A Jesús Hermida le quería la cámara y él le correspondía con el mismo amor y por eso sus programas causaban el mismo empalago que algunas parejas de novios. Eso sí, la cámara y él, eran felices. Como estuvo prácticamente en toda la televisión a partir de que ésta se dejó llevar por su naturaleza moderna hay que reconocerle mucha presencia y mucho trabajo. Desde el primer día llamó la atención porque brotó en un tiempo en el que brillaban los diferentes, como Alfredo Amestoy, con unas gafas inquisitivas y un tonillo impertinente, y José Antonio Plaza, el corresponsal en Londres. La diferencia se medía con respecto a las locutoras de continuidad, hieráticas bellezas de distintos tipos de mujer oficial.

«Pim, pam, pum, bicentenario» fue el pegadizo estribillo de una de sus crónicas con motivo de los 200 años de la declaración de independencia de los Estados Unidos con el que me hizo consciente de la juventud del imperio en mi adolescencia. Mostró el interés y el fracaso del debate televisivo español con Su turno en dos jornadas sobre los toros en las que dio la vuelta al plató la pata negra de nuestro iberismo profundo.
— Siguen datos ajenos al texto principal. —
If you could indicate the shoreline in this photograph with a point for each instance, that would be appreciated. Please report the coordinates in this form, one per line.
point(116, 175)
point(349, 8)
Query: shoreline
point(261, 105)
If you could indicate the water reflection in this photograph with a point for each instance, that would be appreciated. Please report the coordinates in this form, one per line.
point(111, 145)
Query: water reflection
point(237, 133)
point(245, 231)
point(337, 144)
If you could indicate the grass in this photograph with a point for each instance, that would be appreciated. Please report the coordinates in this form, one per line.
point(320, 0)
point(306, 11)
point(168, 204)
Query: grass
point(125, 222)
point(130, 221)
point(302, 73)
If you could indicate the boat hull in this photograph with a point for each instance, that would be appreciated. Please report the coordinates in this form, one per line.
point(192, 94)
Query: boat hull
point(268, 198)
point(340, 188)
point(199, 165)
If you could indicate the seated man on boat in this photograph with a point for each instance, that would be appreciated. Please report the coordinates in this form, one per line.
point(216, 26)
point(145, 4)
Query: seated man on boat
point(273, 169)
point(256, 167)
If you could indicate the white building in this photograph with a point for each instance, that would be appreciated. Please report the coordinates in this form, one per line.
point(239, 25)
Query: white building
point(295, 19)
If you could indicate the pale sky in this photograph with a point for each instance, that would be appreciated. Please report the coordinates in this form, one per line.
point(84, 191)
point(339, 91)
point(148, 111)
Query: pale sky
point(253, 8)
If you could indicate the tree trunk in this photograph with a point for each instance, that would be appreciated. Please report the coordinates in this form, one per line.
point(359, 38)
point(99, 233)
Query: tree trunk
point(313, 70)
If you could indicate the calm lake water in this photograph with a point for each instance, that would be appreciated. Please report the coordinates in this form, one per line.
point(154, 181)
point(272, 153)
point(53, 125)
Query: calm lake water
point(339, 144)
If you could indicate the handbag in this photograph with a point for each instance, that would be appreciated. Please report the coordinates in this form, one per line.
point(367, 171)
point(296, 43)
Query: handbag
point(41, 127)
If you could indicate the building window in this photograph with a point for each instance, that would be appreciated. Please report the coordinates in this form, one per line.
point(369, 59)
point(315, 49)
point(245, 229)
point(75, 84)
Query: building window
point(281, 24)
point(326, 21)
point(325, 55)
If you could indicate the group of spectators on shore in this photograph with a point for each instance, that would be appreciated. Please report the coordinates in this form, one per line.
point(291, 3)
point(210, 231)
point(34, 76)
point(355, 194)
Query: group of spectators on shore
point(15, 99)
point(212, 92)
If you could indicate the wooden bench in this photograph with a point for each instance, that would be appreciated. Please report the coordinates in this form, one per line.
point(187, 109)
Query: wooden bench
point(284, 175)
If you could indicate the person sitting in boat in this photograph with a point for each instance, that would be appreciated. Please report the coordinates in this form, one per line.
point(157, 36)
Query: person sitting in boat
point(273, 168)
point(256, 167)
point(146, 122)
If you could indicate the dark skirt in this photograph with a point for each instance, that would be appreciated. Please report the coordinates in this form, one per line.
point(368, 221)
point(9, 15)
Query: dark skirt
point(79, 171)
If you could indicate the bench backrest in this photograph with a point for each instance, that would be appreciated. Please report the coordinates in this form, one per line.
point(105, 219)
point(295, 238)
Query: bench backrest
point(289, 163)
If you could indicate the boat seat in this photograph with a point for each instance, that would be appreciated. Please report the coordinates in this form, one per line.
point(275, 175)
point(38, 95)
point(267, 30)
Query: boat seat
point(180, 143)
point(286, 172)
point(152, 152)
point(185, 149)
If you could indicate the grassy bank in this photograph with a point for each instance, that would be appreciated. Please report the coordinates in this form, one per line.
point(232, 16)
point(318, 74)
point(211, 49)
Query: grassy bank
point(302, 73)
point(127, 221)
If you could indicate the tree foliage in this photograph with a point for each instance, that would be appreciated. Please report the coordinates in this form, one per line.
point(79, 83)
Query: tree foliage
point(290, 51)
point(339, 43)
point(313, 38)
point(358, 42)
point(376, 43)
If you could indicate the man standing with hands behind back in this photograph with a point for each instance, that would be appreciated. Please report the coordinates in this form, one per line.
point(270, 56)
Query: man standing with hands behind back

A sus magacines les debemos la emisión de Cheer's y una sucesión de secciones en sesiones agotadoras. Las 'chicas Hermida', un harén que incluía hombres, pobló la eterna 'franja maruja' (odio llamarlo así pero no encuentro un término mejor) de las cadenas de televisión nacionales, privadas y autonómicas y se basó en un entusiasmo agotador ejercido por personas que no querían trabajar en la tele sino vivir en ella. Él no. Todo lo que se imponía en la tele, pidiendo cámara a dos manos y practicando su yo, mi, me, conmigo, ergo ego, desaparecía en la vida privada.

En el tiempo de los magacines fue contemporáneo pero no moderno, como había sido. Hace de ello treinta años. Su tamaño actual tiene que ver con que sus discípulos fueron peores y sus competidores, pésimos.